下北沢通信

中西理の下北沢通信

現代演劇やコンテンポラリーダンス、アイドル、ミステリなど様々な文化的事象を批評するサイト。ブログの読者募集中。上記についての原稿執筆引き受けます。転載依頼も大歓迎。simokita123@gmail.comに連絡お願いします。

ウルティマ・ヴェスの『here after』〜映画で観るダンス作品〜

日本ではなかなか鑑賞することのできない、ベルギーのダンス・カンパニー“ULTIMA VEZ(ウルティマ・ヴェス)”の作品、『here after』(07年)を上映します。ダンス作品を映画化した、完成度の高い映像作品です。アフタートークでは、長年イニャーキ・アズピラーガ(ウルティマヴェス演出補佐)の日本国内各地にて、コンタクトパートナリングのアシスタント兼通訳を務めている j.a.m.森井淳氏と同じく j.a.m.演出家の相原マユコ氏をゲストに迎え、舞台と映像について語ります。
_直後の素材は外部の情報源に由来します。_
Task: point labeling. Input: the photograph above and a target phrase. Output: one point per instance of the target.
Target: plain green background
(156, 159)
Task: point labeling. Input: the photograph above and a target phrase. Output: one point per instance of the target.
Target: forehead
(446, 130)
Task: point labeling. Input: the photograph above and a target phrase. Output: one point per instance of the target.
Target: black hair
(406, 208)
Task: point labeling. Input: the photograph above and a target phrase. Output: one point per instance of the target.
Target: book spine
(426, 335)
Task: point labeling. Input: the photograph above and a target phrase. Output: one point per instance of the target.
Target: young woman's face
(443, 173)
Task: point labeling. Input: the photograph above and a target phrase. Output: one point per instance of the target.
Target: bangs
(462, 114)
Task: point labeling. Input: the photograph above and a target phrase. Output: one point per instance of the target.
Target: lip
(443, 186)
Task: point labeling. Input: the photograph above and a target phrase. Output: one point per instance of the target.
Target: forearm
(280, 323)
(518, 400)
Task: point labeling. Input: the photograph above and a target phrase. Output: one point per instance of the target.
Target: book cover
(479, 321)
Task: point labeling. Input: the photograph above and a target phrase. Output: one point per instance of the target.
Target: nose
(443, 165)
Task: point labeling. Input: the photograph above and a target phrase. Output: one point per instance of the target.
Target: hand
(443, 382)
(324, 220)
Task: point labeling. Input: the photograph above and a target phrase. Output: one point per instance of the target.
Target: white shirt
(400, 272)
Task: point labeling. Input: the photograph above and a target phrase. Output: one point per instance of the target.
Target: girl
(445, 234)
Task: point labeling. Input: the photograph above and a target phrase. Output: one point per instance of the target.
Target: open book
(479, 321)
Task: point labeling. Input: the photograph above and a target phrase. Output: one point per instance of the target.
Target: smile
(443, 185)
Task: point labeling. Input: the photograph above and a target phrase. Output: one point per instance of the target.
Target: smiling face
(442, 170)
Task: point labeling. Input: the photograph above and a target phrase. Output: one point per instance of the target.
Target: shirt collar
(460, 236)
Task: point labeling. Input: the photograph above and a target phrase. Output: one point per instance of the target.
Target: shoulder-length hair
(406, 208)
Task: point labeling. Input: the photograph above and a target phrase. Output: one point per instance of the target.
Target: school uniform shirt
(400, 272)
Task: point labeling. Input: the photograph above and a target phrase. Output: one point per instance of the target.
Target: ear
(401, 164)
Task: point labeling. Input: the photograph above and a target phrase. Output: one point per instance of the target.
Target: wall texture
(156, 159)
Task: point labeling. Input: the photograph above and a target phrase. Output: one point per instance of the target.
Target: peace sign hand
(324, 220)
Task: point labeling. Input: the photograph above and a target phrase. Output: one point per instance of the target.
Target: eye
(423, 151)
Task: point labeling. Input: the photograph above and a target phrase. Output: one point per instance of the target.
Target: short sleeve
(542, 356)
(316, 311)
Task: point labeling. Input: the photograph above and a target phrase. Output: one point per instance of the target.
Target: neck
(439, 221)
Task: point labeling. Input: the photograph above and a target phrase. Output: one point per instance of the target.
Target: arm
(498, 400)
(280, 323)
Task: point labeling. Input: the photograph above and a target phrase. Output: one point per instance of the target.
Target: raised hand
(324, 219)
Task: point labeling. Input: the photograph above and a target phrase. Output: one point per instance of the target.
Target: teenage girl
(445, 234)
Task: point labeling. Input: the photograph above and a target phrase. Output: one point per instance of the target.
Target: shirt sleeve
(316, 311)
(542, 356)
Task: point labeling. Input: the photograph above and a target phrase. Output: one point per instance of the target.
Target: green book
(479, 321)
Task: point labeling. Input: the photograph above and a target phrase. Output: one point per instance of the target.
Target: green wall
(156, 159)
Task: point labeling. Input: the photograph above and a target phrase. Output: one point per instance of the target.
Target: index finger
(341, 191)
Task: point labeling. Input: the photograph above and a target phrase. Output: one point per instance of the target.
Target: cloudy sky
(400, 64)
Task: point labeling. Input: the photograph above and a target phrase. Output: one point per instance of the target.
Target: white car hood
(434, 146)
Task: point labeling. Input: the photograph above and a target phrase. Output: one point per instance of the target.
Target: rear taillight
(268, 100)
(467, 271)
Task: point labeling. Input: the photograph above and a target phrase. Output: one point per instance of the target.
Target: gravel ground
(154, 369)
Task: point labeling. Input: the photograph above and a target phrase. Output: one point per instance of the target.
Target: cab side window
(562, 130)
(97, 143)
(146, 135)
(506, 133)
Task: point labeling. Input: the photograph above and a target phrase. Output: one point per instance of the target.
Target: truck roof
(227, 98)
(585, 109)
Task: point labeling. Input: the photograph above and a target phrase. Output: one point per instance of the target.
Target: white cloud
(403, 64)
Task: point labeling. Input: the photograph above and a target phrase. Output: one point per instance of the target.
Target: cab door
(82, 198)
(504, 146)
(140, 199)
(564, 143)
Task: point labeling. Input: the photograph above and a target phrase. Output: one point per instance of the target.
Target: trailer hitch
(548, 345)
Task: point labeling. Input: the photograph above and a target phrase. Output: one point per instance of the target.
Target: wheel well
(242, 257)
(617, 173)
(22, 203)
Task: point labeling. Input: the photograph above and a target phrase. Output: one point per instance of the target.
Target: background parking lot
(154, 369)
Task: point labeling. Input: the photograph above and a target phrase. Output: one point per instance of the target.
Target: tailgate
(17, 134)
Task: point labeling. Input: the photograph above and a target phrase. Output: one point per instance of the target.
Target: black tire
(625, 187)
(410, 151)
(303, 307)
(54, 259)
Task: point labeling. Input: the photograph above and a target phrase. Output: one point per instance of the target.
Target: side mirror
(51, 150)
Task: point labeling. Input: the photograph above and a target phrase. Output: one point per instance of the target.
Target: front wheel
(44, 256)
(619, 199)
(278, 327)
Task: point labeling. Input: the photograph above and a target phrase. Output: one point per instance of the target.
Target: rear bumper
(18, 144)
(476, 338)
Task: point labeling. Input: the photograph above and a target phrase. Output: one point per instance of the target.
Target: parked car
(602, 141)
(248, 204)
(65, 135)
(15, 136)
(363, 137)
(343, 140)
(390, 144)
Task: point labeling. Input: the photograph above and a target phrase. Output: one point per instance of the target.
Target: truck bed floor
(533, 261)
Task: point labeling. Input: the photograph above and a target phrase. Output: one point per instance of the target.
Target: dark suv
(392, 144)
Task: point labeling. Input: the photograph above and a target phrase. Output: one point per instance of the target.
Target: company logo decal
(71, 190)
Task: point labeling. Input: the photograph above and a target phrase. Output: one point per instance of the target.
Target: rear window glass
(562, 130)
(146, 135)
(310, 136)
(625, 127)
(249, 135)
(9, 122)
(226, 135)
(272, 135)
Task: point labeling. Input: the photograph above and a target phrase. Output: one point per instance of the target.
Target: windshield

ウルティマヴェスはベルギーを代表するダンスカンパニー。今回上映する映画『here after』は、2004年の舞台作品「puur」を映画化したもので、その中身は単なる舞台記録ではなく、映画としてリメイクされた65分の大作。監督はウルティマヴェスの演出家、振付家のヴィム・ヴァンデケイビュス。振付家自らが映画監督として、舞台作品の映画化を実現。「この作品には「物語」があります。ダンスだけでは表現できない世界を映像で爆発させ、エネルギッシュなダンスとロックミュージックが絡み合う。何しろカッコいい。ダンスと映像の関わりを見事に作品にした名作!」 ――――― 飯名尚人



ULTIMA VEZ  http://www.ultimavez.com/

[アフタートーク ゲスト]
相原 マユコ AIHARA Mayuko(j.a.m.Dance Theatre 演出・振付)
森井 淳 MORII Jun(j.a.m.Dance Theatre ダンサー・振付アシスタント)
6月18日(金) 19:00〜21:00( 無料・事前申込み不要)
『here after』 2007年/65 分/日本語字幕入り/解説・アフタートーク付き




京都精華大学の学外向け講座ガーデンの一環として、ベルギーのコンテンポラリーダンスカンパニー、ウルティマ・ヴェスの映像作品「here after」(2007)が上演された。ヴィム・ヴァンデケイビュスの率いるウルティマ・ヴェスはローザスと並びベルギーならびに欧州を代表するカンパニーであるが、最近はケースマイケル率いるローザスが毎年のように来日し、公演する数少ないカンパニーとなっているのに対して、ウルティマ・ヴェスはしばらく来日公演がなく、映像作品という形ではあるが、今回をこの作品を見ることができたのは貴重な機会であった。
Woven Hand & Ultima Vez - PUUR

今回の上映会の企画主催者の飯名尚人氏の解説によると「here after」は、2004年の舞台作品「puur」を映画化したものということだったので、元の舞台の映像の抜粋でもないかとyou tubeで調べてみると、上の映像を見つけたのだけれど、どうやらこれは「puur」とクレジットされているけれど、今回見た「here after」自体の抜粋ではないかと思う。
 
こちらもそうで、おそらく別の部分の抜粋である。この作品の特徴はダンス映像とはいうものの、特に前半は演劇仕立てな感じで、ほぼ全編にわたって台詞があり、あまり「踊る」という場面はない。もちろん、ダンスにもあまり踊らないカンパニーはあるが、ウルティマ・ヴェスというカンパニーはどちらかというと暴力的な激しい動きを特徴とするダンスカンパニーであり、そういうのを期待していただけに少し肩すかし。ついつい睡魔に襲われてしまった。
 また、「この作品には物語があります」ということだったのでそれを読み取ろうとしたのだけれど、母と子、そして父親の葛藤のようなものを描いたものかなどという構図的なものは分ってもそれ以上のことはあまり読み取れず、乗越たかお氏の「コンテンポラリーダンス徹底ガイド」によればどうやらヘロデ王の故事をモチーフにしたらしいが、そういうことは全然分らず、幼児虐待かアダルトチルドレンの物語かなと思われる程度。退屈でついつい睡魔に襲われそうになった。
 しかし、後半になると激しい動きのこれこそヴァンデケイビュスだという動きの群舞が増えてきて、次第にスクリーンから目が離せなくなってくる。